It was born from a simple gesture: a surname crossed by a hyphen. A stroke that does not divide, but opens a fold — a fissure, a fertile gap where the personal becomes collective, where technique turns into art, and the image — inert by nature — becomes architecture: alive and habitable.

That hyphen is not a cut, but a bridge; a declaration that places CAN-GA in dialogue between commission–authorship, digital–analog, intimate–shared, root–future. It is a workshop of visual and architectural creation, a space where imagination and craft coexist. Its practice breathes through two intertwined paths:

The collaborative one, where commissioned works are understood as an act of complicity with other architects, studios, and developers. Here, technique is placed at the service of a critical and artistic gaze — to create images that help imagine, convince, and win competitions or clients.

The personal one, conceiving self-initiated or requested projects — houses, architectures, interiors, and atmospheres — as author pieces: images created without haste, closer to a gallery work than to a conventional commission. A way to explore and expand the workshop’s vision and knowledge.
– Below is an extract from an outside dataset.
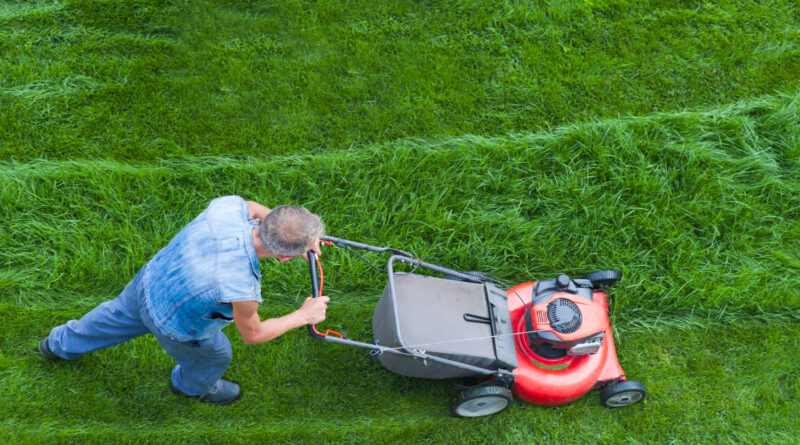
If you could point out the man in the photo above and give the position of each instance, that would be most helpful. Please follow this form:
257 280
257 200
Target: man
205 278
Both paths converge into a single language, crafted with diverse tools: digital and analog; infographics and photography; hand sketches and 3D-BIM software; emotional and artificial intelligence. All coexist in the service of one obsession — to narrate architecture with warmth, cultural density, and a human pulse.

A practice immersed in a hybrid territory — to imagine, to evoke, and to offer architecture as experience.
With the conviction that what truly matters is not technique, but the gaze: that of an architect, the certainty of a companion, the interpreter and narrator of a script yet to be written.